Weidmann: cashless forms of payment increasingly popular

More and more consumers in Germany are using electronic payment methods. "However, this shift is taking place comparatively slowly," Bundesbank President Jens Weidmann said at this year’s Bundesbank payments symposium, comparing developments in Germany with what is happening in other European countries. Shoppers in Denmark, for example, could already pay by mobile phone and in real time at their local farmers' market. In Germany, meanwhile, cash remained the most popular means of payment, he said.

Potential for cooperation

Yet a world without smartphones and tablets is now virtually inconceivable in Germany, as elsewhere. "On the one hand, these devices create new opportunities for providers of payment services, but on the other hand they also heighten users’ expectations," the Bundesbank’s Executive Board Member Carl-Ludwig Thiele explained at the same event. To date, Thiele said, young financial technology businesses (fintechs) in particular had developed products for digital payment processes, for instance smartphone apps. But, Weidmann said, banks’ and savings banks’ interest in forms of real-time cashless payments had also grown of late. Whereas they had, at first, been hesitant, they were now more open to this topic, he said and described the potential offered by cooperation between fintechs and traditional credit institutions. "A bank partner allows fintechs to reach a large number of potential clients. Conversely, cooperation allows banks to offer innovative services without long development times," Weidmann explained.

Don’t fall behind

Bundesbank Executive Board Member Thiele and Yves Mersch, a member of the Executive Board of the European Central Bank, called on the banking industry to show greater innovation in the face of global competition. The digitalisation of the payments market in Europe had to be advanced in order not to "fall behind" other regions, Thiele said. "Think, for instance, of the increasing competition from global technology firms." By this, he explained, he meant not only competition from internet giants such as Google or Amazon, but also from large Chinese providers. Yves Mersch reiterated this message. "We must ensure that consumers in Europe can pay in real time and using secure and sound market infrastructure without hitting cross-border obstacles – as is already the case with cash", he said at the symposium.
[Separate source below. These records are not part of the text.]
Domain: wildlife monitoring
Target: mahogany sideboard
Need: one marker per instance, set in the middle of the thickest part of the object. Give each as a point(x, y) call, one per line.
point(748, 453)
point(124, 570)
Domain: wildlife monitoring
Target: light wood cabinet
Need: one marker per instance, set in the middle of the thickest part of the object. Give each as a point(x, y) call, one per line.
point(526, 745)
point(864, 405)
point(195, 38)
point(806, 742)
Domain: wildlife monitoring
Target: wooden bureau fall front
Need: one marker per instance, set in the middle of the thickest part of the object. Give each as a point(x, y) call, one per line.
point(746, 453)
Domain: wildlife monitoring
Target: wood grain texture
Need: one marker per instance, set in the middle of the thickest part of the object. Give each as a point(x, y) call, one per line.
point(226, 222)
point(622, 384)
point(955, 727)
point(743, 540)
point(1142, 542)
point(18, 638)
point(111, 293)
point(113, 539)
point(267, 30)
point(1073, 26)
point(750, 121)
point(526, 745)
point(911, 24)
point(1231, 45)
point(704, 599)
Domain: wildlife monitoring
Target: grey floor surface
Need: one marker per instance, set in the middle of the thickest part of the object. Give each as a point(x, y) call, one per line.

Growing risks from cyber attacks

In his speech, Weidmann also discussed the challenges which the new developments in payments present for regulation. Looking at financial stability, Weidmann said, fintechs contributed to the heterogeneity of the financial sector, which could strengthen its resilience. They could, however, also change incentive structures and create contagion risks, "for instance, if increased interconnectedness of individual parties means central counterparties lose significance," Weidmann went on. In order to be able to make concrete estimates of the risks that fintechs present for financial stability, a more exact picture of the type and scale of these enterprises’ activities was needed. "The G20 states have therefore called on all countries to observe the digital financial trends in their countries, paying particular attention to cross-border aspects," Weidmann said.
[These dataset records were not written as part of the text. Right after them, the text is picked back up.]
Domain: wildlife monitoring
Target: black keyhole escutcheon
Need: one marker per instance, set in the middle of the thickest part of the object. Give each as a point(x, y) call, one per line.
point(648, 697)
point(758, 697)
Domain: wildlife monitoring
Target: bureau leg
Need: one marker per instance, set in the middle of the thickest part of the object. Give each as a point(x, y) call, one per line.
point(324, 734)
Weidmann also warned of the growing risks of cyber attacks. "The question is no longer whether an infrastructure or institution will be targeted, but merely when and how often." Weidmann said that banks as well as payment and securities settlers had to manage their IT and cyber risks at least as carefully as their traditional bank risks. The Deutsche Bundesbank had been attacked on multiple occasions in 2016. However, the protective measures it has in place had allowed it to successfully ward off all attacks so far, the Bundesbank’s president said.

Bitcoins and blockchain

Another key subject at the symposium was the virtual currency bitcoin and the blockchain technology on which it is based. Bundesbank Executive Board Member Thiele warned against regarding bitcoin investments as safe. While commercial bank money was always a claim on a commercial bank, virtual currency was not backed by anyone, he said. "It is, in fact, created from nothing by people whose real names are not usually known and based on rules decided on by an unknown committee." By contrast, blockchain transaction technology, which the Bundesbank is looking into, was of greater interest. "If blockchain is to be used, it will have to be adapted to the world of finance," Thiele said. Before that can happen, the technology must first meet basic principles such as safeguarding confidentiality and ensuring the finality of transactions.